Osmanlı Devleti nasıl savunmasız bırakıldı?
Osmanlı Devleti 30 Ekim 1918 tarihinde yani bundan 95 yıl önce Mondros Ateşkes Antlaşmasını imza ederek I.Dünya Savaşından çekilmişti. İlk başlarda savaşın sona ermesinden dolayı Osmanlı kamuoyunda bir memnuniyet ve buruk bir sevinç yaşansa da antlaşmanın uygulama safhası tamamen bir karamsarlığa sebep oldu.
12 Yıl Önce Güncellendi
2013-11-01 08:10:25
Başkan Wilson Barış Meleği mi?
Yirmi beş maddeden oluşan Mondros Ateşkes Antlaşması Osmanlı Devletini elini kolunu bağlıyor ve büsbütün savunmasız bırakıyordu. Antlaşmanın barış getirme amacından çok uzak olduğu ve asıl amacın Osmanlı ülkesini istedikleri şekilde paylaşmak olduğu kısa zaman sonra net bir şekilde anlaşılacaktı.
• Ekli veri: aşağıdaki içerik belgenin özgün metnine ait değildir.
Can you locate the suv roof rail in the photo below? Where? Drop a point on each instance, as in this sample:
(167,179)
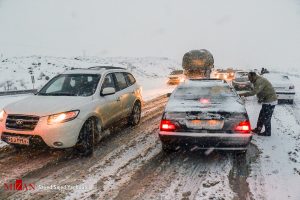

Bu derece ağır şartların imza edilmesinde ABD başkanı Wilson’un 8 Ocak 1918’de ilan ettiği ilkelerin rolü büyük olmuştu. Hatta başkan Osmanlı Devleti için özel bir maddeye bile yer vermişti. İşte o meşhur 12.madde :
‘’Osmanlı İmparatorluğu’nun, nüfusunun çoğunluğunu Türklerin oluşturduğu bölümlerinde Türk egemenliği güvence altına alınmalı; İmparatorluk sınırları içindeki diğer ulusların yaşam güvenlikleri ve özerk gelişimleri sağlanmalıdır. Çanakkale Boğazı, uluslararası güvenceler altında tüm gemilere ve ticarete sürekli olarak açık hale getirilmelidir.’’
Osmanlı Devleti temsilcileri Wilson ilkelerinin bir oyundan ibaret olduğunu; 18 Ocak 1919 Paris Barış Konferansında Başkan Wilson’un Yunan Başbakanı Venizelos’un Batı Anadolu’nun kendilerine ait olduğunu iddia ettiği konuşmasını alkışladığını görünce anladılar. Yani yukarıda ki hükmün hiçbir anlam taşımadığı acı bir şekilde görüldü. Yani Wilson masum bir barış meleği değildi.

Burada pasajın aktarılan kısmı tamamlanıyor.